[GegenStandpunkt Index]
[Contents]
[Introduction]
[1]
[2]
[3]
[4]
[5]
6
[7]
[8]
[9]
[10]
The Democratic State
Critique of Bourgeois Sovereignty
Chapter 6
Taxation
In order to be able to perform its tasks for its citizens, the state
demands taxes from them. All citizens must give up part of
their resources to finance the state functionaries, the enforcement of the
law, the support of property and the promotion of wage labor. By obligating
all citizens equally to pay taxes the state makes one part of them
pay for the security of their property, and the other for the insecurity of
their existence. As a condition for the capitalist mode of
production, the state limits the wealth of private competitors. By
depriving each class of part of its revenue it is only fulfilling its holy
duty. The state means extra expenses for capitalist production, serving both
to augment property and to ensure the reproduction of the working class
responsible for this augmentation. It monopolizes part of the resources of
society for the sake of private property, and therefore collects these
resources in a way that corresponds to their purpose.

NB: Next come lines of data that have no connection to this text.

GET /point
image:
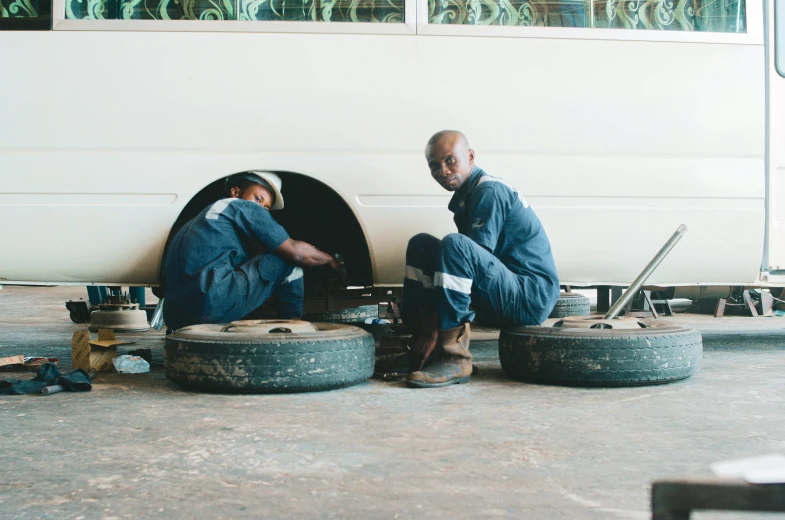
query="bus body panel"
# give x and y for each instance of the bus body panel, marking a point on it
(105, 137)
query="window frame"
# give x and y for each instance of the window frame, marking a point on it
(416, 23)
(779, 37)
(753, 36)
(42, 22)
(408, 27)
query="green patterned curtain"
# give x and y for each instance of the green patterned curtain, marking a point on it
(18, 8)
(382, 11)
(669, 15)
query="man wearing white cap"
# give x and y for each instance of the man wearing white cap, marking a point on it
(214, 271)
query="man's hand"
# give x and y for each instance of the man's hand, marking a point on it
(303, 254)
(340, 268)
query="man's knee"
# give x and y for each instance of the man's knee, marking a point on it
(420, 244)
(455, 243)
(296, 274)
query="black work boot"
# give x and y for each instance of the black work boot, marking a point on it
(424, 339)
(451, 362)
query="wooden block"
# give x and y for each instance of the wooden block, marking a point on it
(12, 360)
(89, 357)
(109, 343)
(80, 350)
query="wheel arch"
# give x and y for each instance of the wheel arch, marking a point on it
(315, 211)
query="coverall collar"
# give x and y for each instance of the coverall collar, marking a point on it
(459, 197)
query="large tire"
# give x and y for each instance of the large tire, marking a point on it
(202, 357)
(571, 304)
(600, 357)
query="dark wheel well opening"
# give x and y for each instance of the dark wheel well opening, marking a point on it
(314, 213)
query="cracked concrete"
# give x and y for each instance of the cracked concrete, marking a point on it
(138, 446)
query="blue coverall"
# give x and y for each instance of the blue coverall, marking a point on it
(499, 264)
(215, 272)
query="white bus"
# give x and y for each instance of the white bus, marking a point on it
(617, 119)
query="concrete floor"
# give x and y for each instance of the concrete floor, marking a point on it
(138, 446)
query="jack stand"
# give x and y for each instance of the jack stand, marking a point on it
(766, 303)
(642, 305)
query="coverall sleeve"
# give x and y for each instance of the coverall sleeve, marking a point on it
(257, 223)
(489, 206)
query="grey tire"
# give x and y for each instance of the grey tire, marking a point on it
(571, 304)
(204, 358)
(600, 357)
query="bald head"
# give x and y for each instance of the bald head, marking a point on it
(452, 136)
(450, 159)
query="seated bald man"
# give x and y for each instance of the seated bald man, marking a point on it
(499, 264)
(232, 257)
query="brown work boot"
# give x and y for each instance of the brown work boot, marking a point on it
(451, 362)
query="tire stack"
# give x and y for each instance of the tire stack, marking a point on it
(651, 354)
(208, 357)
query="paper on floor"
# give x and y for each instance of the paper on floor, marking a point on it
(764, 469)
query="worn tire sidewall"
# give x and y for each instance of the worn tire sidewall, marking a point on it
(591, 357)
(337, 356)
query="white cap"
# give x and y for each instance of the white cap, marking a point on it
(275, 183)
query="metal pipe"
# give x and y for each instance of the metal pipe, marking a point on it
(157, 321)
(54, 389)
(638, 283)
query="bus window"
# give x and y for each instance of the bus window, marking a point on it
(665, 15)
(20, 15)
(380, 11)
(779, 36)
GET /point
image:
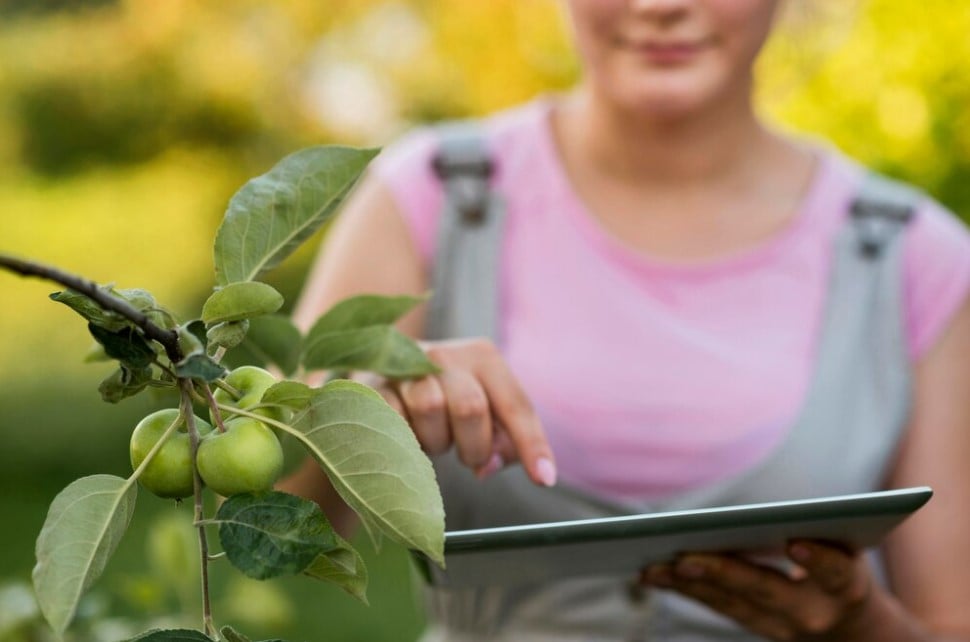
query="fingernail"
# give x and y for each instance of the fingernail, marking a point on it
(799, 552)
(546, 471)
(658, 576)
(494, 463)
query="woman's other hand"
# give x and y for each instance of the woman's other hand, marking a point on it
(828, 595)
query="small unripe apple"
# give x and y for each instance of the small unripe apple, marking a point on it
(247, 458)
(170, 473)
(251, 382)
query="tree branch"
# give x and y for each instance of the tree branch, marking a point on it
(90, 289)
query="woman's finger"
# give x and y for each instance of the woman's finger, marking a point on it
(833, 569)
(722, 600)
(469, 416)
(425, 404)
(508, 402)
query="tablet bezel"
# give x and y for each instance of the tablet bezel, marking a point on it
(475, 557)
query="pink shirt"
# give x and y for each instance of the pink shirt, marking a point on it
(653, 377)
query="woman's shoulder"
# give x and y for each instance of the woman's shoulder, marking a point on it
(503, 132)
(936, 249)
(406, 169)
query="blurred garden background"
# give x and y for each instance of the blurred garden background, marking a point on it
(125, 126)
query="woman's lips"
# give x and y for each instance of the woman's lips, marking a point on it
(667, 53)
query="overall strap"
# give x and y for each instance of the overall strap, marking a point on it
(881, 208)
(465, 278)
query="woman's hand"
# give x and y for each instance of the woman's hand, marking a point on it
(475, 405)
(825, 597)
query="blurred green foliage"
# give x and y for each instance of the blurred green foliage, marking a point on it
(125, 125)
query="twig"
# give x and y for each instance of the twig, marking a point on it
(90, 289)
(186, 391)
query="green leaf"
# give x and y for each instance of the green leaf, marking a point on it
(144, 301)
(195, 329)
(83, 527)
(270, 534)
(342, 566)
(291, 394)
(238, 301)
(172, 635)
(272, 339)
(90, 310)
(124, 382)
(363, 311)
(231, 635)
(380, 348)
(227, 335)
(199, 366)
(375, 463)
(126, 345)
(274, 213)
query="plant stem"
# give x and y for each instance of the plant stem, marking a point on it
(216, 413)
(186, 385)
(108, 301)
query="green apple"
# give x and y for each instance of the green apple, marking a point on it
(170, 473)
(246, 458)
(251, 382)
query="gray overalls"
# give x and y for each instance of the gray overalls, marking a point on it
(843, 441)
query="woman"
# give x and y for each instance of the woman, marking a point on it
(666, 340)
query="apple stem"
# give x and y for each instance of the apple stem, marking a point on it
(237, 395)
(214, 406)
(186, 385)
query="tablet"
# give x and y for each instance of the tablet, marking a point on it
(622, 545)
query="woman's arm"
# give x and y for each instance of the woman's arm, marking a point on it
(835, 598)
(475, 404)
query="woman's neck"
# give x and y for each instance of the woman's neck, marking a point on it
(723, 143)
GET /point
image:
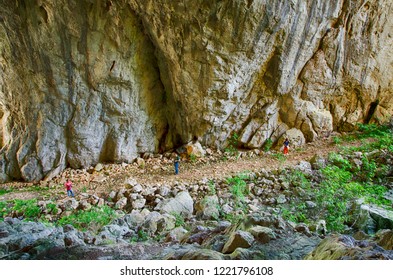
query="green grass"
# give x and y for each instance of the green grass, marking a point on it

a) The state must raise enough revenue…
The state has the power of taxation, which means that paying taxes is no
exchange deal. Taxes are “money payments which are not a quid pro quo for
any particular services” (German Tax Code, Art. 1), and the state
collects them by force. Everyone is obligated to file a
tax return and there is an extensive
apparatus for tax investigation.
The first important thing for the state when it comes to its tax laws is
that it get its money. It must make its share of the wealth of society big
enough to be able to perform its tasks. Since the democratic state follows the
principle of equality here, too, it takes from each citizen a part of his
income. This meets with little enthusiasm particularly among those
whose only ‘possession’ is the income necessary for their consumption, so the
state has adopted a special way of collecting income tax. It withholds it at
the source. By progressive, instead of merely proportionate, taxation of
income the state exploits the substantial differences in income among its
citizens, showing how much money some people can spare. It also levies other
taxes on earned and unearned income. The incomes of “legal persons”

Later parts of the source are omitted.